We could forgive them for their incompetence if it could be proved that they did not know better, but in this morning's Sydney Morning Herald it has become patently clear to everybody who has followed this debate that, for over 18 months, they did know better. For over 18 months they did know better, and they kept it a secret from the Australian people. Their own trials, commissioned by this government and this minister and this Prime Minister, have proven beyond doubt that Labor's model of connecting fibre to the household can be done more cheaply, or at least as cheaply, as the second-rate broadband rollout that they are currently engaged in. They are trying to convince the Australian people that they can do it cheaper, that they can do it faster, that they can do it better. But we know that the opposite is the truth.
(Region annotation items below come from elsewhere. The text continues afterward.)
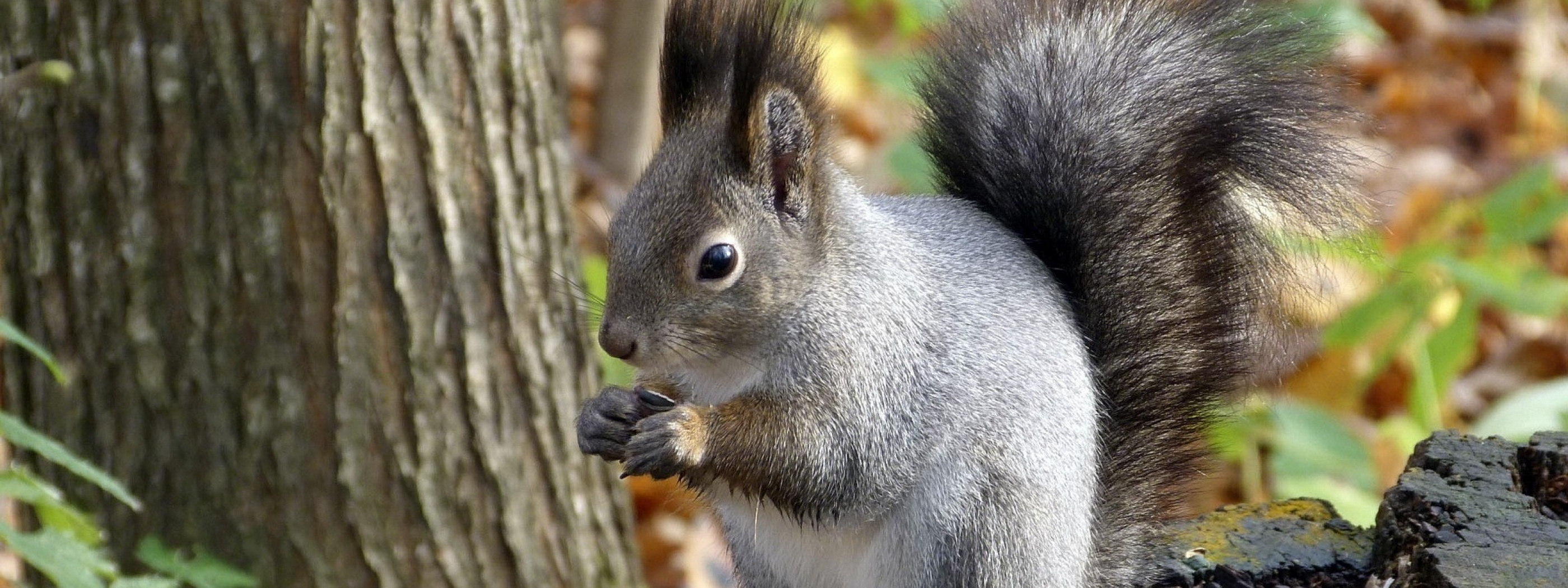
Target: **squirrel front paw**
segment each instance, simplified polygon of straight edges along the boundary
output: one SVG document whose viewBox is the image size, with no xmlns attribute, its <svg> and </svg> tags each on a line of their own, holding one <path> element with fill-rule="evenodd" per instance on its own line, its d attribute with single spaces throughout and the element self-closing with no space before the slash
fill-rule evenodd
<svg viewBox="0 0 1568 588">
<path fill-rule="evenodd" d="M 702 466 L 707 453 L 707 411 L 712 408 L 679 403 L 640 420 L 632 441 L 626 444 L 626 475 L 648 474 L 654 480 L 663 480 Z"/>
<path fill-rule="evenodd" d="M 608 461 L 626 459 L 626 444 L 632 441 L 640 419 L 643 411 L 637 394 L 607 386 L 577 414 L 577 447 Z"/>
</svg>

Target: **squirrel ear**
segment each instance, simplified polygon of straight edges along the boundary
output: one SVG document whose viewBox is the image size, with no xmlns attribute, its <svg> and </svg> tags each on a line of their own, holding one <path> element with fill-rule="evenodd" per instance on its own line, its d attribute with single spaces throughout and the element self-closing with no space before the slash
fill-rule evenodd
<svg viewBox="0 0 1568 588">
<path fill-rule="evenodd" d="M 817 135 L 811 114 L 789 89 L 771 89 L 756 102 L 750 122 L 742 152 L 751 155 L 756 177 L 773 187 L 773 212 L 800 218 Z"/>
</svg>

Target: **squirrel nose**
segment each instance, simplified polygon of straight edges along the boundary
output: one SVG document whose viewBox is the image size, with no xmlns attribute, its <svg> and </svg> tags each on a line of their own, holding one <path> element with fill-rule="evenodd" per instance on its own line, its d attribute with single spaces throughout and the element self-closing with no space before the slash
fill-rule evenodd
<svg viewBox="0 0 1568 588">
<path fill-rule="evenodd" d="M 599 326 L 599 347 L 615 359 L 630 359 L 637 354 L 637 337 L 619 321 L 605 321 Z"/>
</svg>

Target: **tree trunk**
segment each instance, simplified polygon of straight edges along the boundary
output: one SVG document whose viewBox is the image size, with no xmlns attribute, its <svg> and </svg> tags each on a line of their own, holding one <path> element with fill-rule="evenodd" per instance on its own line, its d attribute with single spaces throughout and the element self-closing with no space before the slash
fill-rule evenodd
<svg viewBox="0 0 1568 588">
<path fill-rule="evenodd" d="M 267 586 L 637 582 L 571 248 L 550 0 L 8 0 L 8 408 Z M 60 480 L 61 477 L 53 477 Z"/>
<path fill-rule="evenodd" d="M 604 194 L 612 212 L 626 202 L 659 143 L 659 50 L 668 3 L 610 0 L 594 157 L 615 182 Z"/>
</svg>

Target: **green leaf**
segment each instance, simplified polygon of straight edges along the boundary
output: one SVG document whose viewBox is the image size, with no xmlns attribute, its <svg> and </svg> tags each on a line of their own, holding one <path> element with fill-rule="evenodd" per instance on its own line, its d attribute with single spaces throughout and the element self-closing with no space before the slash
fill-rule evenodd
<svg viewBox="0 0 1568 588">
<path fill-rule="evenodd" d="M 1469 292 L 1510 310 L 1552 317 L 1568 307 L 1568 279 L 1543 267 L 1505 260 L 1482 265 L 1452 257 L 1439 263 Z"/>
<path fill-rule="evenodd" d="M 66 373 L 60 370 L 60 362 L 55 361 L 55 356 L 50 354 L 49 350 L 45 350 L 42 345 L 38 345 L 38 342 L 30 339 L 25 332 L 22 332 L 22 329 L 16 328 L 16 325 L 13 325 L 9 320 L 0 318 L 0 340 L 9 340 L 17 347 L 27 350 L 27 353 L 31 353 L 34 358 L 38 358 L 38 361 L 44 362 L 44 367 L 47 367 L 49 373 L 55 376 L 56 383 L 60 384 L 66 383 Z"/>
<path fill-rule="evenodd" d="M 1560 430 L 1563 423 L 1568 423 L 1568 378 L 1510 394 L 1475 419 L 1471 433 L 1524 442 L 1537 431 Z"/>
<path fill-rule="evenodd" d="M 914 138 L 902 138 L 887 151 L 887 166 L 911 194 L 936 193 L 936 166 Z"/>
<path fill-rule="evenodd" d="M 196 550 L 194 557 L 187 558 L 155 536 L 147 536 L 136 544 L 136 558 L 147 568 L 196 588 L 254 588 L 260 585 L 251 574 L 204 554 L 201 549 Z"/>
<path fill-rule="evenodd" d="M 1540 163 L 1494 188 L 1482 205 L 1488 243 L 1497 246 L 1524 241 L 1521 229 L 1530 224 L 1530 218 L 1537 213 L 1538 196 L 1548 193 L 1551 185 L 1552 169 Z"/>
<path fill-rule="evenodd" d="M 138 575 L 114 580 L 108 588 L 180 588 L 180 583 L 166 577 Z"/>
<path fill-rule="evenodd" d="M 91 547 L 103 544 L 103 530 L 93 517 L 66 502 L 60 488 L 24 467 L 0 470 L 0 495 L 33 505 L 38 521 L 47 528 L 60 530 Z"/>
<path fill-rule="evenodd" d="M 38 430 L 27 426 L 27 423 L 24 423 L 22 419 L 17 419 L 16 416 L 5 411 L 0 411 L 0 436 L 3 436 L 6 441 L 11 441 L 11 444 L 16 447 L 31 450 L 38 453 L 41 458 L 60 464 L 61 467 L 71 470 L 71 474 L 80 477 L 82 480 L 91 481 L 94 486 L 102 488 L 116 500 L 124 502 L 125 506 L 130 506 L 132 510 L 136 511 L 141 510 L 141 500 L 136 500 L 136 497 L 132 495 L 130 491 L 125 489 L 125 485 L 121 485 L 119 480 L 114 480 L 114 477 L 108 475 L 108 472 L 97 469 L 97 466 L 93 466 L 86 459 L 82 459 L 75 453 L 71 453 L 71 450 L 67 450 L 66 445 L 61 445 L 58 441 L 50 439 L 47 434 L 42 434 Z"/>
<path fill-rule="evenodd" d="M 1480 303 L 1465 298 L 1458 310 L 1425 342 L 1427 368 L 1433 394 L 1447 395 L 1454 379 L 1475 359 L 1475 332 L 1480 328 Z M 1414 409 L 1413 409 L 1414 412 Z M 1441 426 L 1441 422 L 1438 423 Z"/>
<path fill-rule="evenodd" d="M 1411 345 L 1410 364 L 1410 414 L 1421 426 L 1436 431 L 1443 428 L 1443 397 L 1432 373 L 1427 345 Z"/>
<path fill-rule="evenodd" d="M 1410 306 L 1411 293 L 1408 282 L 1396 282 L 1356 303 L 1323 329 L 1323 345 L 1355 347 L 1385 325 L 1410 320 L 1416 312 Z"/>
<path fill-rule="evenodd" d="M 1361 437 L 1316 406 L 1281 401 L 1272 412 L 1273 494 L 1328 499 L 1347 521 L 1372 522 L 1378 505 L 1377 470 Z"/>
<path fill-rule="evenodd" d="M 914 89 L 916 75 L 920 72 L 920 61 L 908 55 L 898 56 L 867 56 L 861 60 L 861 71 L 872 85 L 883 88 L 898 99 L 914 103 L 920 94 Z"/>
<path fill-rule="evenodd" d="M 118 574 L 102 554 L 52 528 L 22 533 L 0 522 L 0 541 L 60 588 L 103 588 L 103 579 Z"/>
<path fill-rule="evenodd" d="M 41 502 L 61 502 L 66 497 L 60 488 L 39 480 L 33 475 L 33 472 L 19 466 L 0 470 L 0 495 L 30 505 Z"/>
</svg>

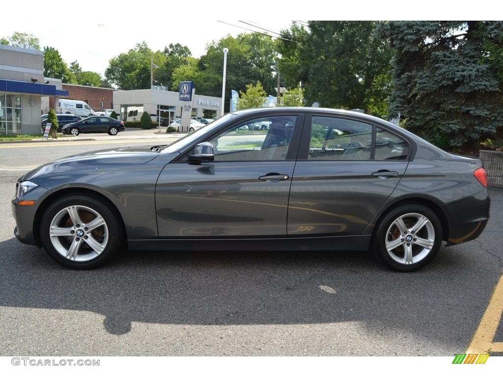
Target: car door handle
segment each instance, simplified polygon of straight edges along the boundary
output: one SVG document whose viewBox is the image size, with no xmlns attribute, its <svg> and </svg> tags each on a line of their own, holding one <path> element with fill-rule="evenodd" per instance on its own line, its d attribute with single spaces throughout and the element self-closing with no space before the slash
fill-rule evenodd
<svg viewBox="0 0 503 377">
<path fill-rule="evenodd" d="M 280 180 L 288 180 L 290 179 L 290 176 L 287 174 L 278 174 L 277 173 L 269 173 L 265 175 L 259 177 L 261 180 L 265 180 L 267 182 L 279 182 Z"/>
<path fill-rule="evenodd" d="M 391 177 L 397 177 L 398 173 L 397 171 L 390 171 L 389 170 L 379 170 L 374 172 L 371 175 L 373 177 L 377 177 L 381 179 L 387 179 Z"/>
</svg>

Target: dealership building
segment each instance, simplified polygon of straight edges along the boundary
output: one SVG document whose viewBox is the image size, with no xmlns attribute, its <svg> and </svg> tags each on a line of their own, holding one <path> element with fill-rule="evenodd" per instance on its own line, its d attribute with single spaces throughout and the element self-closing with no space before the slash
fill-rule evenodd
<svg viewBox="0 0 503 377">
<path fill-rule="evenodd" d="M 40 116 L 57 112 L 60 98 L 87 103 L 95 111 L 112 109 L 121 120 L 139 121 L 147 112 L 152 121 L 166 125 L 187 116 L 213 118 L 222 114 L 221 98 L 196 94 L 191 101 L 163 86 L 120 90 L 62 83 L 44 77 L 41 51 L 0 45 L 0 134 L 40 132 Z M 178 90 L 179 88 L 176 88 Z M 110 107 L 109 107 L 110 106 Z"/>
<path fill-rule="evenodd" d="M 0 134 L 40 133 L 42 98 L 67 95 L 44 77 L 42 51 L 0 44 Z"/>
</svg>

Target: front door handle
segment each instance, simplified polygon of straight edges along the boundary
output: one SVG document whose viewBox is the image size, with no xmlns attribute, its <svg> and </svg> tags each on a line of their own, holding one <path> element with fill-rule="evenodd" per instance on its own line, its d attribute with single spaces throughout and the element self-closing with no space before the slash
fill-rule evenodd
<svg viewBox="0 0 503 377">
<path fill-rule="evenodd" d="M 288 180 L 290 176 L 287 174 L 278 174 L 278 173 L 269 173 L 265 175 L 259 177 L 261 180 L 265 180 L 270 183 L 279 182 L 280 180 Z"/>
</svg>

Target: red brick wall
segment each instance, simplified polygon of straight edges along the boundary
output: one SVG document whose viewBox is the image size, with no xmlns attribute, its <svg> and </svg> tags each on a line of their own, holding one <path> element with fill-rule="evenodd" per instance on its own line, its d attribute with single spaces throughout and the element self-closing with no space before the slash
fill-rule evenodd
<svg viewBox="0 0 503 377">
<path fill-rule="evenodd" d="M 95 111 L 102 111 L 112 109 L 114 91 L 116 89 L 85 86 L 80 85 L 63 84 L 63 90 L 68 90 L 68 97 L 62 97 L 66 100 L 76 100 L 87 103 L 89 107 Z M 103 103 L 103 107 L 100 107 L 100 103 Z M 54 98 L 49 97 L 49 106 L 54 109 Z"/>
</svg>

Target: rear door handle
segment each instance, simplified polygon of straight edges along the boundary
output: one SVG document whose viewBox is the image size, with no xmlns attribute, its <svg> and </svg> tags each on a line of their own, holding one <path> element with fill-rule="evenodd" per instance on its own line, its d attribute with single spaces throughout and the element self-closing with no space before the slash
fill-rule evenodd
<svg viewBox="0 0 503 377">
<path fill-rule="evenodd" d="M 389 170 L 379 170 L 375 171 L 372 173 L 373 177 L 380 178 L 381 179 L 387 179 L 391 177 L 397 177 L 398 173 L 397 171 L 390 171 Z"/>
</svg>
This was made patently obvious to all Australians when we picked up a copy of The Sydney Morning Herald today, when we learned that the trials commissioned by those opposite, themselves, are proving that the price to connect fibre to the household is coming down and that it will be at least half the price it was at the beginning of this rollout debate.

I could forgive those members of the Liberal Party who do not really know much about regional Australia for sticking their hands up for this bill, but for the National Party to stick their hands up and to vote for a bill that is going to increase prices for people in regional Australia is nothing more than a sin.